But you still died.
I don’t understand.
How something could change so momentously.
While i was watching.
I didn’t blink.
I didn’t look away.
But from one moment to the next… you were gone.
You left me. And i am alone, alone, alone… i am half of a person.
How could the world change so much. When i was looking right at it.
i don’t understand.
She’s a plain woman who used to be pretty.
There is ten months of grey in her hair, and a year’s comfort food on her hips, and she does not care. She doesn’t wear make up any more.
She’s a Northerner, though she doesn’t always sound it, tending to tune in to the accents around her, or revert to the posher tones learned from a father who will always be an ‘offcomer’, no matter how long he lives here.

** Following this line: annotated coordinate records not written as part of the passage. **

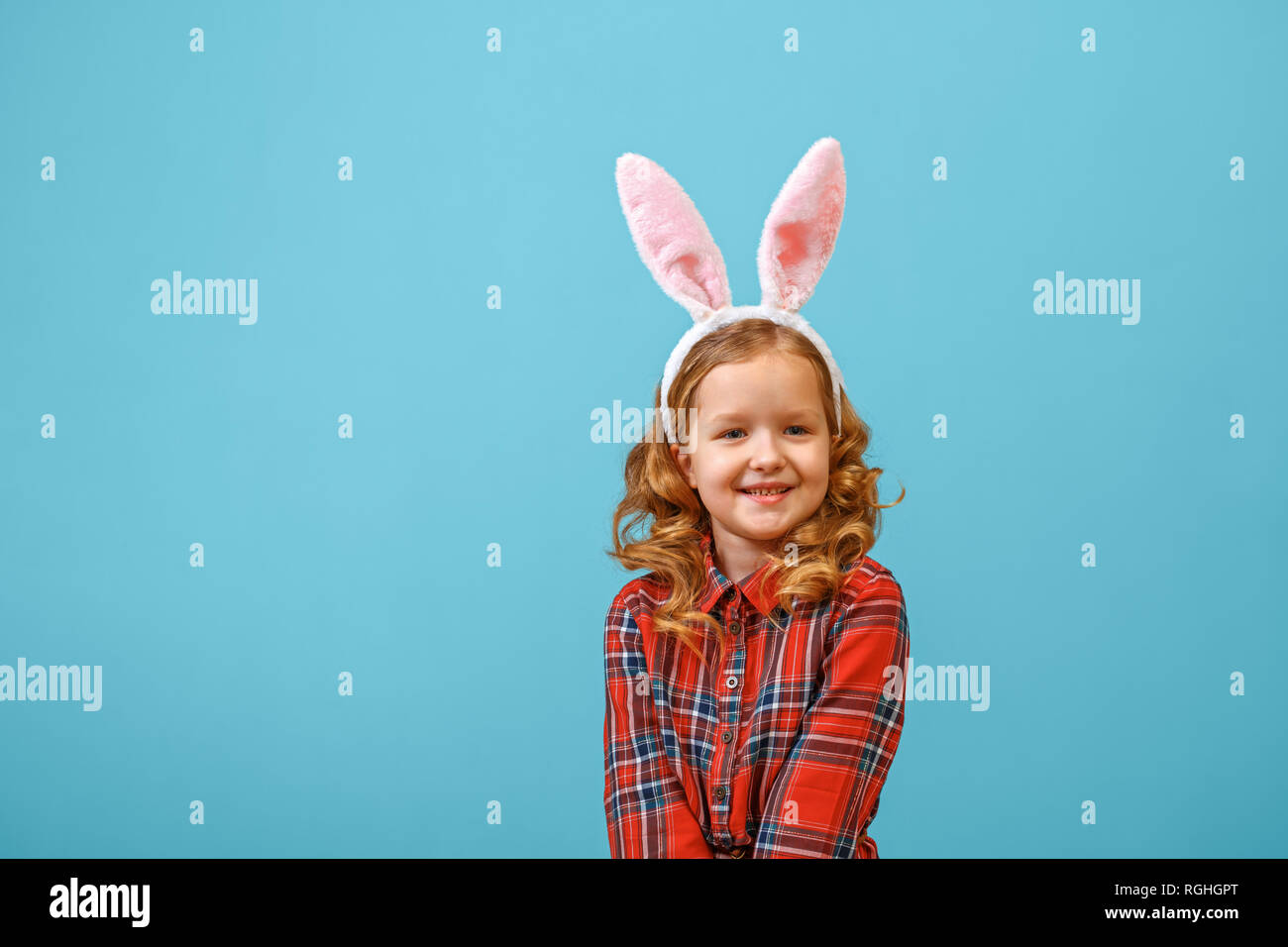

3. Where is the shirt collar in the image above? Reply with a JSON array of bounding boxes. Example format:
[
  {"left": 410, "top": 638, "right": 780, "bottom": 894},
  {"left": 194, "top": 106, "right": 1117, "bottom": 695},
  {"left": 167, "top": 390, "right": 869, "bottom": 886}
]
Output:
[{"left": 698, "top": 527, "right": 795, "bottom": 621}]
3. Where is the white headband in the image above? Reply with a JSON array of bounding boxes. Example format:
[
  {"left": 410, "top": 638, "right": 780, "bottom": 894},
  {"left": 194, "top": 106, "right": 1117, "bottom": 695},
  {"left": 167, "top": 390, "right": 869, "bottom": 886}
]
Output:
[{"left": 617, "top": 138, "right": 845, "bottom": 443}]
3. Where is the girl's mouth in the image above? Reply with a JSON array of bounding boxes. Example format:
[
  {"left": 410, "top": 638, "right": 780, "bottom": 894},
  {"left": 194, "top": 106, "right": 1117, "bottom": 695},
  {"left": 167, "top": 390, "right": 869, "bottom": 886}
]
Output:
[{"left": 738, "top": 487, "right": 796, "bottom": 505}]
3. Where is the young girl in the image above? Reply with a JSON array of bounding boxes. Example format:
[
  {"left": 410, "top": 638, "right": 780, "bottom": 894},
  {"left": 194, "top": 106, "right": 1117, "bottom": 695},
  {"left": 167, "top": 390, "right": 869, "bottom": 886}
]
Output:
[{"left": 604, "top": 138, "right": 909, "bottom": 858}]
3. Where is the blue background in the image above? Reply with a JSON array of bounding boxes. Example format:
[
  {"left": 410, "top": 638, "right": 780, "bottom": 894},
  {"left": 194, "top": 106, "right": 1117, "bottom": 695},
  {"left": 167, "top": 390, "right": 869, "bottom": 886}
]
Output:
[{"left": 0, "top": 3, "right": 1288, "bottom": 857}]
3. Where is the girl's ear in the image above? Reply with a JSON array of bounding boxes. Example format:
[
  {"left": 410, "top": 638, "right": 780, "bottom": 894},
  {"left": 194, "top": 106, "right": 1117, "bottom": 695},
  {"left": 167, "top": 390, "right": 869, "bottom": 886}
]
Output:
[
  {"left": 756, "top": 138, "right": 845, "bottom": 312},
  {"left": 670, "top": 445, "right": 698, "bottom": 489},
  {"left": 617, "top": 152, "right": 729, "bottom": 321}
]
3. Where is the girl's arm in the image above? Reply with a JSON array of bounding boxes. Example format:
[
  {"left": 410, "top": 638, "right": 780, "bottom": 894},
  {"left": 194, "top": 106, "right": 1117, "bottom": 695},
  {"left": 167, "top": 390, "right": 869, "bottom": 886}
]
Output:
[
  {"left": 604, "top": 595, "right": 713, "bottom": 858},
  {"left": 752, "top": 574, "right": 909, "bottom": 858}
]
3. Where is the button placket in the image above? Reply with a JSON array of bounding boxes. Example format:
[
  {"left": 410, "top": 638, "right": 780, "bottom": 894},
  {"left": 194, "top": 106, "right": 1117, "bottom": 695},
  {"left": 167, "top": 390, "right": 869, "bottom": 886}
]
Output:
[{"left": 712, "top": 609, "right": 746, "bottom": 847}]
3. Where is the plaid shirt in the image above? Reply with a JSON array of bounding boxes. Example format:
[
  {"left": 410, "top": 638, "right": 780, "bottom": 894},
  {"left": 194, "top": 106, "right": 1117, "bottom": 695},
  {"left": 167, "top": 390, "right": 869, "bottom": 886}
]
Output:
[{"left": 604, "top": 530, "right": 909, "bottom": 858}]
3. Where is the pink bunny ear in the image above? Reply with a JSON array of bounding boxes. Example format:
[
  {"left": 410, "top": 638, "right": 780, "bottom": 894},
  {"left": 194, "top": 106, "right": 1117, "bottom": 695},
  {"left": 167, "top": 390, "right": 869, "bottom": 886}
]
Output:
[
  {"left": 756, "top": 138, "right": 845, "bottom": 312},
  {"left": 617, "top": 154, "right": 729, "bottom": 321}
]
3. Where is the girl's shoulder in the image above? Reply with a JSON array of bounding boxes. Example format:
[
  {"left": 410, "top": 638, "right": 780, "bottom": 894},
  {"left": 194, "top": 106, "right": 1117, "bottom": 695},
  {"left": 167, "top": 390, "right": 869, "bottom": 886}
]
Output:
[
  {"left": 837, "top": 556, "right": 903, "bottom": 603},
  {"left": 609, "top": 573, "right": 671, "bottom": 617}
]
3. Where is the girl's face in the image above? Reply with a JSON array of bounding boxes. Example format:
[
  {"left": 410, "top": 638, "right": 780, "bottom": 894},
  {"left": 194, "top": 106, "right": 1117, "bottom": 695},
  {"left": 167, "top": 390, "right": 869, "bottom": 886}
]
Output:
[{"left": 671, "top": 353, "right": 832, "bottom": 562}]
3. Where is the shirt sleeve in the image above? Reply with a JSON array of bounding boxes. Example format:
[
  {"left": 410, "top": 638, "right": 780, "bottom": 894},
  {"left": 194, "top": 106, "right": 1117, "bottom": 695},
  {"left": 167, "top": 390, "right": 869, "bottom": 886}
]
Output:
[
  {"left": 751, "top": 574, "right": 909, "bottom": 858},
  {"left": 604, "top": 596, "right": 713, "bottom": 858}
]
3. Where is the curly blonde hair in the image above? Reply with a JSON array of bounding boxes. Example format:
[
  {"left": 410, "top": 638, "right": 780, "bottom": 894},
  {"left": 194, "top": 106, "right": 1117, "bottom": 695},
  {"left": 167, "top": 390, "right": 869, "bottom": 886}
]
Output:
[{"left": 606, "top": 318, "right": 906, "bottom": 666}]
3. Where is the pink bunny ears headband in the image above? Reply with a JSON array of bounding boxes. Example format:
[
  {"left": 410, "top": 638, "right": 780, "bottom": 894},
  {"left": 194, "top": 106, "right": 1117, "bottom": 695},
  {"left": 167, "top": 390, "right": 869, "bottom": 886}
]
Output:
[{"left": 617, "top": 138, "right": 845, "bottom": 443}]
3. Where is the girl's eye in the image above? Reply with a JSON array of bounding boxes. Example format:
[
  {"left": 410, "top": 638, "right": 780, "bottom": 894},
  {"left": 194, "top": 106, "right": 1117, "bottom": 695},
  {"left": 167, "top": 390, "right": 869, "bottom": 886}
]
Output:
[{"left": 720, "top": 424, "right": 808, "bottom": 441}]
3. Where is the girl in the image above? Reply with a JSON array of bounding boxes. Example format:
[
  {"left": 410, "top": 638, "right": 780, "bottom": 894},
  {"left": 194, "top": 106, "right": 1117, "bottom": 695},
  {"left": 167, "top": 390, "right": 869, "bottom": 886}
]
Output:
[{"left": 604, "top": 138, "right": 909, "bottom": 858}]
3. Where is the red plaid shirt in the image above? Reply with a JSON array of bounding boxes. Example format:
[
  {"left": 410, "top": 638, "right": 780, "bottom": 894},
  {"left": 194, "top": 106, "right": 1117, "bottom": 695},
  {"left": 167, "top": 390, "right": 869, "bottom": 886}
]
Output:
[{"left": 604, "top": 530, "right": 909, "bottom": 858}]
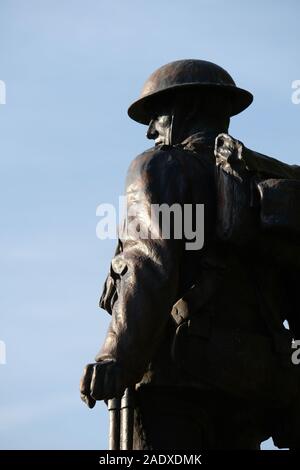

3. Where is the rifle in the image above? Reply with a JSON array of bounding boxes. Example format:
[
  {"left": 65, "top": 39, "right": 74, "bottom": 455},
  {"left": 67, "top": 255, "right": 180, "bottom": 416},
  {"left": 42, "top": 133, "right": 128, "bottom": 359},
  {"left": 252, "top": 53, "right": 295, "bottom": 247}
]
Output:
[{"left": 107, "top": 388, "right": 134, "bottom": 450}]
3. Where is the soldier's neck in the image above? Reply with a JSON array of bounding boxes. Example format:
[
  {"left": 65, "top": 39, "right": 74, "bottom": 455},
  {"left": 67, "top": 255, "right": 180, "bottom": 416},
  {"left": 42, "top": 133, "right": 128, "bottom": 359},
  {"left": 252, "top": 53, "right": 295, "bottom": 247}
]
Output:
[{"left": 173, "top": 116, "right": 229, "bottom": 143}]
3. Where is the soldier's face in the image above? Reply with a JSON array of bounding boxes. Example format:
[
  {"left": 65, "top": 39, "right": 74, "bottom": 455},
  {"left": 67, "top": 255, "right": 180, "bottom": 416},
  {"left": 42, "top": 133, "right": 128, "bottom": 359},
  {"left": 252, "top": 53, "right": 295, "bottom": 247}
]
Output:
[{"left": 147, "top": 114, "right": 172, "bottom": 145}]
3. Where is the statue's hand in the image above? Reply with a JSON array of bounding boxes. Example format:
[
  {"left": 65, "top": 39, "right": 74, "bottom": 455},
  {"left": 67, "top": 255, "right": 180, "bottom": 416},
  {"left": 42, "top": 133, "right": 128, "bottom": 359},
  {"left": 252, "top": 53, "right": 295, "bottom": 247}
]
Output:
[{"left": 80, "top": 360, "right": 126, "bottom": 408}]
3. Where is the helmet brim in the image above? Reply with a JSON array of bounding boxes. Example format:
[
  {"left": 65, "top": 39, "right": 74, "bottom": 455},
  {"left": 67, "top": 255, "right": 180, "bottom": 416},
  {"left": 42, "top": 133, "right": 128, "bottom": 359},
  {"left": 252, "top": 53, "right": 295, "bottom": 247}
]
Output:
[{"left": 128, "top": 83, "right": 253, "bottom": 125}]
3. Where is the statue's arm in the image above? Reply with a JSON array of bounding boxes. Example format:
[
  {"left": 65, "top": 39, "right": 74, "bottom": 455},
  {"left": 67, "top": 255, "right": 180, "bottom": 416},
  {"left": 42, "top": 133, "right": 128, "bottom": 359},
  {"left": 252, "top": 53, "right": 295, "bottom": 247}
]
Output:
[{"left": 81, "top": 150, "right": 186, "bottom": 399}]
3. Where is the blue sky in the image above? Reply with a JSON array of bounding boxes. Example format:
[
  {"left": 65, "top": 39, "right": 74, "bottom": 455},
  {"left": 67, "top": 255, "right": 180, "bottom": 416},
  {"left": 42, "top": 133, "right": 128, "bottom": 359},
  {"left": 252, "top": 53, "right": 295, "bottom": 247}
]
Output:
[{"left": 0, "top": 0, "right": 300, "bottom": 449}]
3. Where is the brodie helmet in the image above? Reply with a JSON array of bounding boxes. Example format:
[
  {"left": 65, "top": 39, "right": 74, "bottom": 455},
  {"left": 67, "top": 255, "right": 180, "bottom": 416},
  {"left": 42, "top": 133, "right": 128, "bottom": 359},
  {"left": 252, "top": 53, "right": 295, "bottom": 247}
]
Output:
[{"left": 128, "top": 59, "right": 253, "bottom": 124}]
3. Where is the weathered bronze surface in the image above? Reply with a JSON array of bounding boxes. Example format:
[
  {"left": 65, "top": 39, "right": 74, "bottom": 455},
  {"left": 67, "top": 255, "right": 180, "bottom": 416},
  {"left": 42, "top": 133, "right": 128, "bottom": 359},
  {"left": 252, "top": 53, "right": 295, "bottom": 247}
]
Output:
[{"left": 81, "top": 60, "right": 300, "bottom": 450}]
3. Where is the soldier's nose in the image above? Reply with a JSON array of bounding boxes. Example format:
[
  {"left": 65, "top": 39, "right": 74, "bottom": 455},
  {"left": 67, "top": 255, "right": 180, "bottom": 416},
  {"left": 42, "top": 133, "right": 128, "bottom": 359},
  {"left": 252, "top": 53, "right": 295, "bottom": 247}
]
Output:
[{"left": 146, "top": 119, "right": 158, "bottom": 139}]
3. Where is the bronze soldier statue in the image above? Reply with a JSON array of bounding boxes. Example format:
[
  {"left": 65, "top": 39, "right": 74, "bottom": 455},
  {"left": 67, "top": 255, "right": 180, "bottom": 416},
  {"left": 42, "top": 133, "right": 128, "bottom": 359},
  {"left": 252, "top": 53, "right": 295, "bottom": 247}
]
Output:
[{"left": 81, "top": 60, "right": 300, "bottom": 450}]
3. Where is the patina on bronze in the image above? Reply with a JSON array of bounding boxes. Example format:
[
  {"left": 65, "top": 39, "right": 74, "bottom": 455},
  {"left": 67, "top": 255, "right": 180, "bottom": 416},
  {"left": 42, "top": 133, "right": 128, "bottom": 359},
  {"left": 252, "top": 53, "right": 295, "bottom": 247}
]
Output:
[{"left": 81, "top": 60, "right": 300, "bottom": 450}]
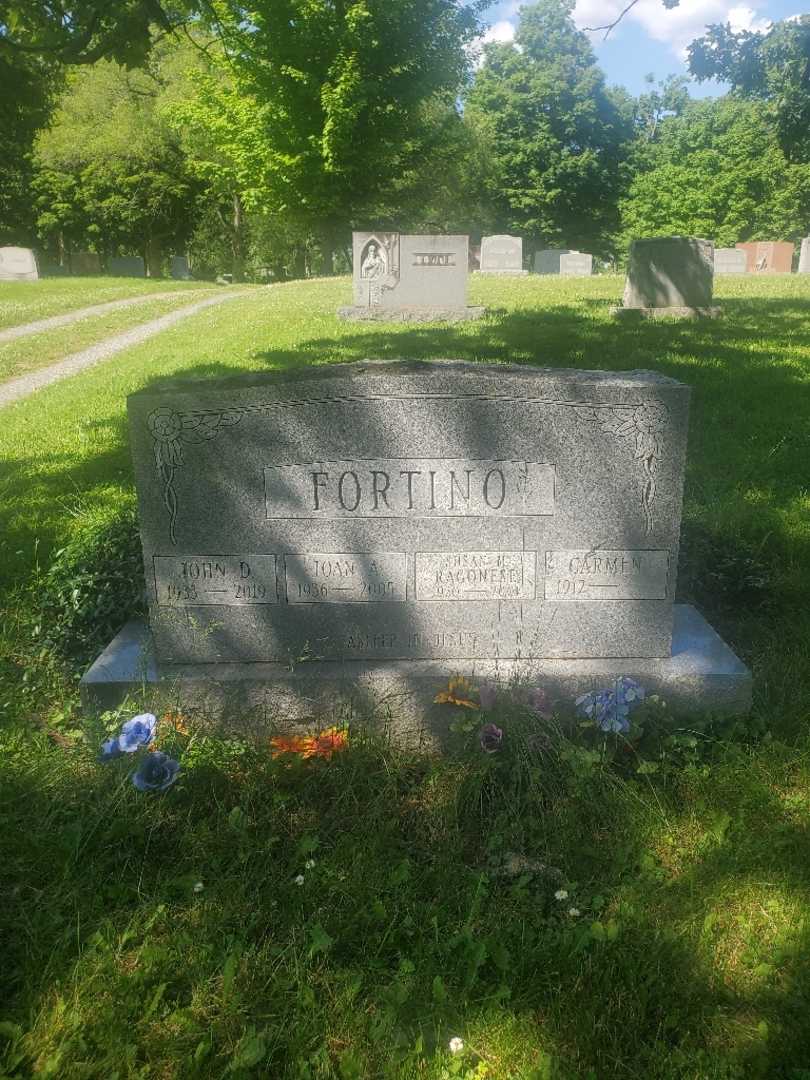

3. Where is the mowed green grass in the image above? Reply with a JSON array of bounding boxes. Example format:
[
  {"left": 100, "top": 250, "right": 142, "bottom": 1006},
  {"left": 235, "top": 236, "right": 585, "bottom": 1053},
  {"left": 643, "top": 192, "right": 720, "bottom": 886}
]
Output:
[
  {"left": 0, "top": 276, "right": 214, "bottom": 329},
  {"left": 0, "top": 289, "right": 222, "bottom": 382},
  {"left": 0, "top": 278, "right": 810, "bottom": 1080}
]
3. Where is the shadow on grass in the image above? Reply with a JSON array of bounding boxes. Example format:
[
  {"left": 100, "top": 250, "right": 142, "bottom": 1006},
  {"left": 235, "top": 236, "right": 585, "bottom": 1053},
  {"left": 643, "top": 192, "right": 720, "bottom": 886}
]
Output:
[{"left": 0, "top": 715, "right": 810, "bottom": 1080}]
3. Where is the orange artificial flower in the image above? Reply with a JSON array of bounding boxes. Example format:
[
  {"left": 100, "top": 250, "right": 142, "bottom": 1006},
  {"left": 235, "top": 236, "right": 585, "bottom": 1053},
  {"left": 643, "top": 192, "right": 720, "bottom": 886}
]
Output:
[
  {"left": 270, "top": 728, "right": 349, "bottom": 758},
  {"left": 433, "top": 675, "right": 481, "bottom": 708}
]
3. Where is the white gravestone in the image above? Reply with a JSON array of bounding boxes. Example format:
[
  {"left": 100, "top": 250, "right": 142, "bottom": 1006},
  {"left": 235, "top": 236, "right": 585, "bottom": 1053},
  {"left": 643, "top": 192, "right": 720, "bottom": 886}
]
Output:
[
  {"left": 0, "top": 247, "right": 39, "bottom": 281},
  {"left": 559, "top": 252, "right": 593, "bottom": 278},
  {"left": 481, "top": 234, "right": 528, "bottom": 276},
  {"left": 338, "top": 231, "right": 484, "bottom": 322}
]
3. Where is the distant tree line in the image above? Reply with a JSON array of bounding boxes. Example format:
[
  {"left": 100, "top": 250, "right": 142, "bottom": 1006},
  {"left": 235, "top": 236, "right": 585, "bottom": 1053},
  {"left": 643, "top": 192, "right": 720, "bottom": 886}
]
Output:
[{"left": 0, "top": 0, "right": 810, "bottom": 280}]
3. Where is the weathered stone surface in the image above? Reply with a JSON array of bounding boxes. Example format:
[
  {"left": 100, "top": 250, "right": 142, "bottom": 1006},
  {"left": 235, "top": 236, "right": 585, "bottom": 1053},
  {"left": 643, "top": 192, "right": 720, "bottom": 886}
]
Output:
[
  {"left": 714, "top": 247, "right": 748, "bottom": 273},
  {"left": 559, "top": 252, "right": 593, "bottom": 278},
  {"left": 737, "top": 240, "right": 793, "bottom": 273},
  {"left": 481, "top": 235, "right": 528, "bottom": 276},
  {"left": 107, "top": 255, "right": 146, "bottom": 278},
  {"left": 80, "top": 604, "right": 752, "bottom": 745},
  {"left": 70, "top": 252, "right": 102, "bottom": 278},
  {"left": 83, "top": 361, "right": 750, "bottom": 731},
  {"left": 622, "top": 237, "right": 714, "bottom": 314},
  {"left": 338, "top": 231, "right": 469, "bottom": 322},
  {"left": 535, "top": 247, "right": 571, "bottom": 273},
  {"left": 0, "top": 247, "right": 39, "bottom": 281},
  {"left": 168, "top": 255, "right": 191, "bottom": 281}
]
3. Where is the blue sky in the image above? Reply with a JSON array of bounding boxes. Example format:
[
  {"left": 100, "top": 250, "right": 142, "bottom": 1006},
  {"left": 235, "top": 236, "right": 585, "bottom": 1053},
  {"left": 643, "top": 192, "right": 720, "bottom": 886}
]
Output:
[{"left": 484, "top": 0, "right": 802, "bottom": 97}]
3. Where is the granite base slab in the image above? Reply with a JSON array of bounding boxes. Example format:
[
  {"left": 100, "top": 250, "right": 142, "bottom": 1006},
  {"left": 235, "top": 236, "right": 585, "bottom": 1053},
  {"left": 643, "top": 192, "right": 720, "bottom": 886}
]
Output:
[
  {"left": 610, "top": 307, "right": 723, "bottom": 321},
  {"left": 80, "top": 605, "right": 752, "bottom": 745},
  {"left": 337, "top": 307, "right": 486, "bottom": 323}
]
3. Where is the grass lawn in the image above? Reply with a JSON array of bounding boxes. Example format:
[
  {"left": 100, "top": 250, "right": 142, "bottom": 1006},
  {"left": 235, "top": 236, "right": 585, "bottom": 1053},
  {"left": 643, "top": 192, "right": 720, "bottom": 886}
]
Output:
[
  {"left": 0, "top": 275, "right": 810, "bottom": 1080},
  {"left": 0, "top": 276, "right": 215, "bottom": 329},
  {"left": 0, "top": 289, "right": 225, "bottom": 382}
]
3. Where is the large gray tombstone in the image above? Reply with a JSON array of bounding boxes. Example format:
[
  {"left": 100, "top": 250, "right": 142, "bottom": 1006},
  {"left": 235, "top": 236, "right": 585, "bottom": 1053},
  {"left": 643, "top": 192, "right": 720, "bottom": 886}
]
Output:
[
  {"left": 714, "top": 247, "right": 747, "bottom": 273},
  {"left": 168, "top": 255, "right": 192, "bottom": 281},
  {"left": 615, "top": 237, "right": 719, "bottom": 318},
  {"left": 82, "top": 361, "right": 750, "bottom": 728},
  {"left": 107, "top": 255, "right": 146, "bottom": 278},
  {"left": 559, "top": 252, "right": 593, "bottom": 278},
  {"left": 481, "top": 234, "right": 528, "bottom": 276},
  {"left": 0, "top": 247, "right": 39, "bottom": 281},
  {"left": 535, "top": 247, "right": 571, "bottom": 273},
  {"left": 338, "top": 232, "right": 483, "bottom": 322}
]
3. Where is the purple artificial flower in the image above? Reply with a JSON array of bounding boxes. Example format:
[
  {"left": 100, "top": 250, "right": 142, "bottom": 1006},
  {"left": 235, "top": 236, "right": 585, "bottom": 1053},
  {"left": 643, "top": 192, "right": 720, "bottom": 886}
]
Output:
[
  {"left": 132, "top": 750, "right": 180, "bottom": 792},
  {"left": 478, "top": 683, "right": 498, "bottom": 711},
  {"left": 529, "top": 686, "right": 553, "bottom": 720},
  {"left": 118, "top": 713, "right": 158, "bottom": 754},
  {"left": 478, "top": 724, "right": 503, "bottom": 754}
]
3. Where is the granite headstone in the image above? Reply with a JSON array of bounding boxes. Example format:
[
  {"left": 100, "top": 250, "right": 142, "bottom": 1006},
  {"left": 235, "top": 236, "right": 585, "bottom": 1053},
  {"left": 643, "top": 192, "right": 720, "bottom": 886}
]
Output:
[
  {"left": 481, "top": 235, "right": 528, "bottom": 276},
  {"left": 0, "top": 247, "right": 39, "bottom": 281},
  {"left": 737, "top": 240, "right": 794, "bottom": 273},
  {"left": 714, "top": 247, "right": 747, "bottom": 273},
  {"left": 82, "top": 361, "right": 750, "bottom": 726},
  {"left": 535, "top": 247, "right": 571, "bottom": 273},
  {"left": 613, "top": 237, "right": 719, "bottom": 318},
  {"left": 338, "top": 232, "right": 483, "bottom": 322},
  {"left": 107, "top": 255, "right": 146, "bottom": 278},
  {"left": 799, "top": 237, "right": 810, "bottom": 273},
  {"left": 559, "top": 252, "right": 593, "bottom": 278}
]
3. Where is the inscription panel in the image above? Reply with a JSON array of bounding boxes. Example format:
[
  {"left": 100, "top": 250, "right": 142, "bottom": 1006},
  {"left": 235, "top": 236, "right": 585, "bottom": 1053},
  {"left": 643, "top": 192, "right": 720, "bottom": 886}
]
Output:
[
  {"left": 545, "top": 550, "right": 670, "bottom": 603},
  {"left": 265, "top": 458, "right": 555, "bottom": 518},
  {"left": 152, "top": 555, "right": 279, "bottom": 607},
  {"left": 416, "top": 551, "right": 536, "bottom": 600},
  {"left": 284, "top": 552, "right": 407, "bottom": 604}
]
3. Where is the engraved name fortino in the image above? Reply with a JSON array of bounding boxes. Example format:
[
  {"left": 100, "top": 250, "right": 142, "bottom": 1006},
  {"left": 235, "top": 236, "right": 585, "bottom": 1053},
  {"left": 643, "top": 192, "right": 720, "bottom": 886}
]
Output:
[{"left": 265, "top": 458, "right": 555, "bottom": 519}]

She’s never been much for jewellery, although she has some that she loves. She doesn’t wear it any more. Her husband’s cross lives around her neck, and the ring he put on her finger is now matched by the one she took from his. She swapped it for her hair. Her long, thick hair that he loved. It took long minutes to hack through the ponytail, and she buried it with him. Her hair was beautiful and she doesn’t want that. Doesn’t want to be attractive. Doesn’t want anyone to look at her and think thoughts that belong only in her husband’s head.
She walks a lot, but not with any recognisable gait – it varies with her mood. Faster towards the cemetery and slower back to the place that is ‘home’ by virtue of the memories it holds. ‘Home is where the heart is’, and she doesn’t know that location any more. Did she bury it with him, or is it spread among the places they have been?
Her eyes are brown behind the glasses she constantly pushes up on top of her head, and they still smile easily. She is grief-stricken, but not depressed. Depression was being trapped in a miserable marriage for over a decade. Her husband saved her, and she won’t waste his gift. She’d rather be his widow than anyone else’s wife.